Something I neglected to add to those posts, but will do now, is say: maybe the Iranians themselves were parties to the disaster (or, as we say in the biz, "Problem Lies Between Keyboard And Chair"). That's how you convey a virus to an Iranian or any computer - you give it to the computer's user, and let nature take its course.
As for recruiting hackers, I doubt this is hard, because the programming skills are so rapidly acquired, right off the Internet. I was so interested in Stuxnet that at the great age of 53, I resolved to learn C++. In minutes I was set up to write and compile programs. Not these programs - I know nothing of SCADA, and you'd need to know a lot about it in order to allocate variables in a fairly clunky language like C++ - but believe you me, there's no shortage of folks who do know all this stuff. Fear not: there's no lack of talent out there.
May '10
Re: Three Cheers for Stuxnet
What happens when the Revolutionary Guard's IT department eventually gets over Stuxnet and resumes enrichment?
Jul '10
Re: Three Cheers for Stuxnet
There is chatter on the defense-oriented lists that Stuxnet was a Chinese operation. I consider it speculative, but I would bet that way at the moment. The Chinese have developed a very, very large resource pool in this area.

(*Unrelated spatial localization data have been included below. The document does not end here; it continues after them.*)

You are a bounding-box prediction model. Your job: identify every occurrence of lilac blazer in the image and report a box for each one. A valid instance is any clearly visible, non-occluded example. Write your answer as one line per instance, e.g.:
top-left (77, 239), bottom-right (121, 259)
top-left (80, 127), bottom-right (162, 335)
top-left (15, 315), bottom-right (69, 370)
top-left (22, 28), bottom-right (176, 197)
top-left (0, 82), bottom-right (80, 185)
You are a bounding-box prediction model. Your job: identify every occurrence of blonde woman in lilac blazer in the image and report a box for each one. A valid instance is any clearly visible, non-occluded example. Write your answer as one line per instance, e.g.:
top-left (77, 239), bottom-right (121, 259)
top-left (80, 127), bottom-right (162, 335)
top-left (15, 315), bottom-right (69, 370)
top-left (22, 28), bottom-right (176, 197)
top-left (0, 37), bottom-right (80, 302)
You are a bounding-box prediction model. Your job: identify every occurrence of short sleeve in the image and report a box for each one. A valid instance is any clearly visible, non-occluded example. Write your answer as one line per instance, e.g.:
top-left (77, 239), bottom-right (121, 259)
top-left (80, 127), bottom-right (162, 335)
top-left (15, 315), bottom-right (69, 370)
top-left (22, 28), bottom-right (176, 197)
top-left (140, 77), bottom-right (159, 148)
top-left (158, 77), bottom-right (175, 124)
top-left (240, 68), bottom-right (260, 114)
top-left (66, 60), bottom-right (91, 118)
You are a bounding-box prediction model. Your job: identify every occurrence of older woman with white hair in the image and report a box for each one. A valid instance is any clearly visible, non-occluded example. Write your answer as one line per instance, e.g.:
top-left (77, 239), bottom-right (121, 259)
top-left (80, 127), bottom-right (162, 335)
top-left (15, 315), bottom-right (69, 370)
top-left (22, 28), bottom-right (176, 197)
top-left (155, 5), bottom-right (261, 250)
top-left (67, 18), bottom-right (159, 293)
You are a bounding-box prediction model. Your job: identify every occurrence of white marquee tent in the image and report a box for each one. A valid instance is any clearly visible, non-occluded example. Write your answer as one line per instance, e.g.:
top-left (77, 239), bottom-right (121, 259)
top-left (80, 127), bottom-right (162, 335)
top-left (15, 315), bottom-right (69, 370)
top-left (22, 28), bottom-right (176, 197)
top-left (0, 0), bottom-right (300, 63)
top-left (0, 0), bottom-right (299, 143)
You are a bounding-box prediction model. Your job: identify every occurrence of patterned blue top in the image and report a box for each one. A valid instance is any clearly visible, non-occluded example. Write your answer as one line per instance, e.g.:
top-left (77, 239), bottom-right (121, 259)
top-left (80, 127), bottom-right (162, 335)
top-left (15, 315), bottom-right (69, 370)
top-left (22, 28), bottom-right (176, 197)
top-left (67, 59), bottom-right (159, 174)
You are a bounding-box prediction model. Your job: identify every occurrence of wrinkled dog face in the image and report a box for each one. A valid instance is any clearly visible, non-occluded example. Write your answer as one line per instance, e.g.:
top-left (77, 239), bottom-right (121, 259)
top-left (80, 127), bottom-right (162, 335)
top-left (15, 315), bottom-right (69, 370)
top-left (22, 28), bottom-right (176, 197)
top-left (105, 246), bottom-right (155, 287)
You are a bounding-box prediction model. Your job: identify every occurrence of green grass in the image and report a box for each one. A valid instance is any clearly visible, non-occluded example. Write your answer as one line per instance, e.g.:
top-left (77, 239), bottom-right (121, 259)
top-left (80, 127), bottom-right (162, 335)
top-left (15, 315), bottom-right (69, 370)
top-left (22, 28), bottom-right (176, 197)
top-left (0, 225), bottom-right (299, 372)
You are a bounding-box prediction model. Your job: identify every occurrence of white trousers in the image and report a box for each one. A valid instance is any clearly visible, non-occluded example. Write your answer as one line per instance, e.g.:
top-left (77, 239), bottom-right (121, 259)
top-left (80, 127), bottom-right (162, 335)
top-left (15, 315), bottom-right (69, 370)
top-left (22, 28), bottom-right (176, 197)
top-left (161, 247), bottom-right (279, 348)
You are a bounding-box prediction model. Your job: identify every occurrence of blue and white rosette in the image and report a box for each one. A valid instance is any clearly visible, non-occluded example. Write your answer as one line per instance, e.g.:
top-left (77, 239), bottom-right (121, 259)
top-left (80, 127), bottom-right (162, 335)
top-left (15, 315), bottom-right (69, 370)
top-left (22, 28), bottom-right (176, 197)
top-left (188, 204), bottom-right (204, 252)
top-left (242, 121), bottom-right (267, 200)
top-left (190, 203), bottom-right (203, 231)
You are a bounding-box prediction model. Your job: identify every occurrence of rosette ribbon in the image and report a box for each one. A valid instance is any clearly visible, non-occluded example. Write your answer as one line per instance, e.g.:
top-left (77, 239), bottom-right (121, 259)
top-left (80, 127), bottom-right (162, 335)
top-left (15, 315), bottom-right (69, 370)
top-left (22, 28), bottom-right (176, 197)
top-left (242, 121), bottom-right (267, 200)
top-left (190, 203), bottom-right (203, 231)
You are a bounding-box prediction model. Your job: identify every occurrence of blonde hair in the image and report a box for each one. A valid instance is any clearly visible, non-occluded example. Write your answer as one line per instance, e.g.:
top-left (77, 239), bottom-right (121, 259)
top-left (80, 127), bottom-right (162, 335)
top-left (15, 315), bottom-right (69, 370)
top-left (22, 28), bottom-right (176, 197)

The question for me is, why would Siemens use Microsoft Windows for the operating system on something like this? Able to crossover talent from their IT group?
And please do appreciate the madness in what this virus does.
And those are just the most innovative tricks.
Edited on Jan 16, 2011 at 9:20pmJun '10
Re: Three Cheers for Stuxnet
I don't have much time this evening, so I responding before reading all the posts, but, Kenneth, this story was all over the technical press roughly one month after Stuxnet was discovered, which was June 2010. By late August early September it was in the conventional press, so The New York Times is late to the game. The technical press has been on this story like white on rice since roughly mid-July. Norton, the computer security company, has a massively detailed analysis of Stuxnet capabilities as well as a thorough analysis of, pardon the geek-speak, the vector of infection. Seven months after discovery and six months after the Christian Science Monitor (I think? Not sure) ran the story The New York Times considers this breaking news? I was discussing Stuxnet with my geek and hacker buddies in early September at the latest. And when I write geek and hacker, I mean University educated programmers.